Four focus groups were conducted with members of the public to identify important areas for future osteoporosis research. Participants identified priorities to increase public awareness of osteoporosis, reduce delays in diagnosis, improve communication between healthcare providers and to improve follow-up and information provision about causes of osteoporosis, medication harms and prognosis.
Purpose: Patients and the public must be involved in setting research agendas to ensure relevant and impactful questions are prioritised. This study aimed to understand what people living with osteoporosis and fragility fractures felt was important to research, to inform the content of a national survey on research priorities in this area.
Methods: Focus groups were conducted with members of the public with experience of osteoporosis or fragility fractures. The topic guide was co-developed with a patient and public involvement research user group, and explored participants’ experiences of osteoporosis including diagnosis, management and effect upon their lives, what aspects of their ongoing care was most important to them and what about their care or condition could be improved. Focus groups were audio-recorded, transcribed and analysed thematically.

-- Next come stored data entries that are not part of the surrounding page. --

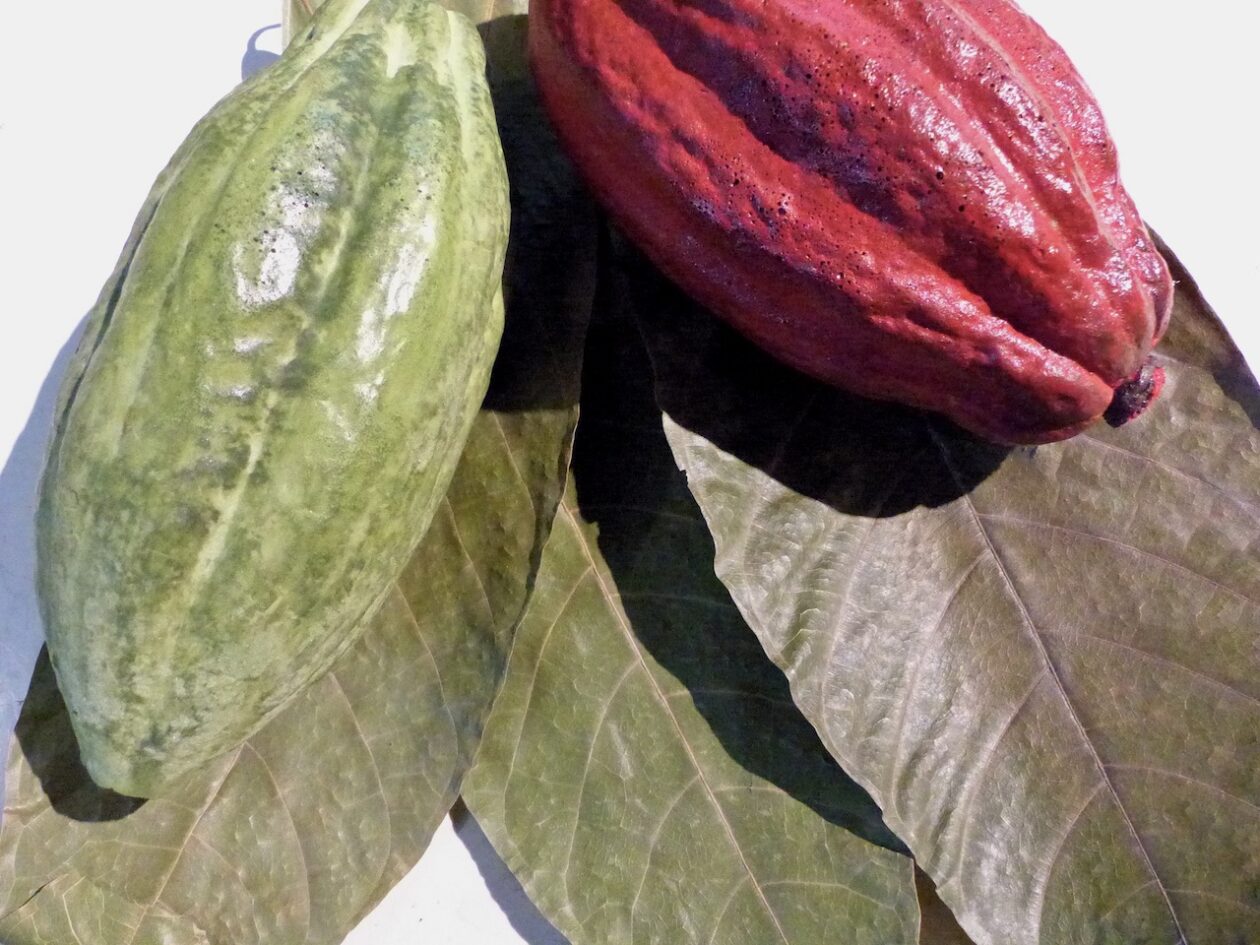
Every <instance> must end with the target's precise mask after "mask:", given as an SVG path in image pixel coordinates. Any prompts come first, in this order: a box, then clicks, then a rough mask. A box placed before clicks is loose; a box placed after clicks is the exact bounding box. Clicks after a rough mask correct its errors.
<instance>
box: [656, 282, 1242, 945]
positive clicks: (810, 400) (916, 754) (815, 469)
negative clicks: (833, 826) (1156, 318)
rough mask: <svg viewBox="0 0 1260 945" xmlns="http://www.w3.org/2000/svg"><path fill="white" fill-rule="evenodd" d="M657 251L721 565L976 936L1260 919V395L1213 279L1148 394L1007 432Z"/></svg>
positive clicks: (693, 483)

Results: A total of twenty-three participants were recruited to four focus groups. Analysis identified two main themes: challenges in living with osteoporosis and healthcare services for osteoporosis. Information needs was a further cross-cutting theme. Participants called for increased public awareness of osteoporosis and wanted healthcare services to address conflicting messages about diet, exercise and medication. Participants described long delays in diagnosis, poor communication between primary and secondary care and the need for structured follow-up as important areas for future research to address.
Conclusion: The findings from this study provide an understanding of research priorities from the perspective of patients and the public, have informed the content of a national survey and have implications for patient education, health services research and policy.